Inflation is Real
Inflation is real, in Canada, and it is already having a real impact. The government seems happy with allowing inflation to grow while they print money to create the illusion that they are helping people. During the past year and a half, the government has been throwing money around – much of it aimed at low-income people in the form of CERB.
Giving money to people who are in receipt of other benefits, as we have previously blogged, simply creates a series of other problems. Initially, last year, social benefit recipient families received so much money they bought furniture, paid up their payday loans, paid off car loans and lived it up. Then the fear of repayment set in and the government changed the rules, requiring slightly better screening and that a portion of the benefit be withheld for taxes.

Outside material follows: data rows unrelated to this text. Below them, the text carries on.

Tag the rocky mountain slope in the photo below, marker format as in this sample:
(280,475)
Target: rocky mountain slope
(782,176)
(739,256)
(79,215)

The withholding of $100.00 per week, from the $500.00 weekly payout, means that the recipients saw a decrease $433.00 per month – enough to dissuade recipients from buying furniture and other big-ticket items. Symbiotically, prices, of just about everything, have been rising. Food prices have jumped dramatically, lumber and building materials have increase by up to 400% since the lockdowns began.
The government’s carbon tax is no doubt to blame in large part by driving up both production and delivery costs. Mortgage agents/broker, real estate agents/brokers and some builders have seen significant increases in revenues, but few other workers have. Lower income (service) workers are not going to work because they can get paid as much or more money staying at home.
If costs continue to rise, and there is every indication they will, Canada is in real danger of a tremendous economic slide. Housing is becoming unaffordable for many Canadians, not only purchasers but also renters. Even the government’s “great reset plans”, that seem to suggest the government will seize property and rent it back, will provide no viable solution to runaway housing costs.
During the lockdowns Canadians have been loading up on debt and not seeking relief. Bankruptcy and Proposal filings are at the lowest level in years, suggesting that debtors are either finding other solutions (re-mortgaging) or holding off to wait and see what will happen next. Many small businesses have been forced to close or to slow down, leading to many owners liquidating assets to survive until a reopening occurs.
If prices continue to rise as incomes remain stagnant, it is possible we may enter a period of hyper inflation, which, itself, could be fueled by the government’s continued handouts. Hyper inflation has been seen around the world in other countries, Venezuela is the most notable country that comes to mind. Even changing from a notionally cash based economy to a virtual currency will bring no salvation, it will just make a slight change in the way that money is recorded and transacted.
What are your family’s plans to deal with runaway inflation? Will you leave the country, will you downsize your home and your lifestyle or will you just wait and see?